食事などの生活習慣の改善によって心臓病や脳卒中、高血圧といった循環器疾患のリスクが減り、国の課題である医療費抑制につながるとして、同事業は健康寿命を延ばす生活スタイルの拡大を目的としている。

カロリーや塩分量などが認証条件

「健康生活認証」事業では、国立循環器病研究センターの医学的知見にもとづいた認証基準を定めて公開し、食関連の事業者から申請を受けつける。センター内に設置する審査委員会がチェックし、基準を満たした商品に「健康生活認証マーク」の使用許諾を有償で与える。

国立循環器病研究センター研究開発基盤センター長の妙中義之氏は、

「循環器病リスクを低減するために、国民の寿命の延伸のために一人ひとりの生活習慣を変えていく。循環器病にいい食事をいくら伝えても広がらないが、いろいろな企業とビジネスにすることで、初めて世の中に広がっていくという考えで取り組んでいく」

と狙いを語った。

認証マークの付与条件は、1食当たりのエネルギー量が600〜700キロカロリー程度、食物繊維6グラム以上、塩分2グラム以下、「いつもの食事として続けられるおいしさ」に加え、厚生労働省の「大量調理施設衛生管理マニュアル」基準の安全衛生管理を実施していることなどを満たすことなど。

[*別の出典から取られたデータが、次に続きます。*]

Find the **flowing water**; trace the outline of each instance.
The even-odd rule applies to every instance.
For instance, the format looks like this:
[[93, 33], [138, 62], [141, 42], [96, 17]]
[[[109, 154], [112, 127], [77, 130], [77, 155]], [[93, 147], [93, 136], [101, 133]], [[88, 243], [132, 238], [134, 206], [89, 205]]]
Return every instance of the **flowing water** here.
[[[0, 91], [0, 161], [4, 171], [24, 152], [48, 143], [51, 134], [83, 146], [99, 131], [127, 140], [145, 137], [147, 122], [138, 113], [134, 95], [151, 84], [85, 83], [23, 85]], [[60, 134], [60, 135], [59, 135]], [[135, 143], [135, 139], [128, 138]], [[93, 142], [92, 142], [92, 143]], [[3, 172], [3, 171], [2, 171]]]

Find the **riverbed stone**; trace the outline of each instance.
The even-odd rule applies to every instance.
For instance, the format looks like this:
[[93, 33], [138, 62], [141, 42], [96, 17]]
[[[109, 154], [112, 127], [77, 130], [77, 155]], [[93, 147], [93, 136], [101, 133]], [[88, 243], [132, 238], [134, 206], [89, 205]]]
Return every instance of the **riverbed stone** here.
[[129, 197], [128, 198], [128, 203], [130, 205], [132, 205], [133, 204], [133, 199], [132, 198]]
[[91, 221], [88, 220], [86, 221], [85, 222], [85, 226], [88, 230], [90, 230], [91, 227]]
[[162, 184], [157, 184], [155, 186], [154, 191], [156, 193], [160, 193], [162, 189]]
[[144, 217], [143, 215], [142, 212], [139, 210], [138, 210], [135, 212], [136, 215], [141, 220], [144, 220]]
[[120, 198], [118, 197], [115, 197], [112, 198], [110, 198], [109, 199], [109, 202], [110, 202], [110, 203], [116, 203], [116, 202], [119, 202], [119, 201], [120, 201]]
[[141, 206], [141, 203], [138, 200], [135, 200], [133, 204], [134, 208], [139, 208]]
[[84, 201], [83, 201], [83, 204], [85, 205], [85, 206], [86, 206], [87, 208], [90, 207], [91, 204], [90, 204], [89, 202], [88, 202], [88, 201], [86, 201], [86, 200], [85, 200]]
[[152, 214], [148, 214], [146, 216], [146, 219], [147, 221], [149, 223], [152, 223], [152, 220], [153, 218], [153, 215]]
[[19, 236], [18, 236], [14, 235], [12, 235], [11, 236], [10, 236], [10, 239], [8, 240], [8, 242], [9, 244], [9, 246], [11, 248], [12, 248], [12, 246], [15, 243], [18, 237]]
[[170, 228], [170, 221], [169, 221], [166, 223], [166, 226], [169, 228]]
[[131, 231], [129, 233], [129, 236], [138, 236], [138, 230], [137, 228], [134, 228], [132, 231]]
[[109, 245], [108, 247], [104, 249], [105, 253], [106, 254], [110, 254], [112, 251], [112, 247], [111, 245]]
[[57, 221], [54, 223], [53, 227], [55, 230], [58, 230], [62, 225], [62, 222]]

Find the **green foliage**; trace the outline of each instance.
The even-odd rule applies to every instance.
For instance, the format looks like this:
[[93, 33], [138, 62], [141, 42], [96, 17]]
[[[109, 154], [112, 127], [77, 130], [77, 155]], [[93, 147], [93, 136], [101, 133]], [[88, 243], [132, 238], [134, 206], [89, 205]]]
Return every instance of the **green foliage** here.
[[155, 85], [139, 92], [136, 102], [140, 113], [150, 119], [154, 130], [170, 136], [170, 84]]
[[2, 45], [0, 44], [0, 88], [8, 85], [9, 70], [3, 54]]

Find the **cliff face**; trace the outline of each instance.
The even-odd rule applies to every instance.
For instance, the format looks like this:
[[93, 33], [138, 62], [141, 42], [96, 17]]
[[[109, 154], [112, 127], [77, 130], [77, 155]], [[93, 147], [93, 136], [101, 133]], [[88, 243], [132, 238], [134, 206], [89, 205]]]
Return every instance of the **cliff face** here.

商品を通じた生活習慣の提案も認証基準に含めている。博報堂 関西支社テーマビジネス開発局 局長代理の荻洲貞明氏は、「生活習慣提案のアクティブな取り組みを促す。企業と一緒になって事業性を検証していく仕掛けにしている」と説明した。

「健康生活認証」に関するウェブサイトも3月17日に開設。企業向けの認証応募機能のほか、生活者向けの正しい食習慣の啓蒙を行う。今後は認証を取った商品の紹介や食生活チェックシートなどのコンテンツを掲載する予定。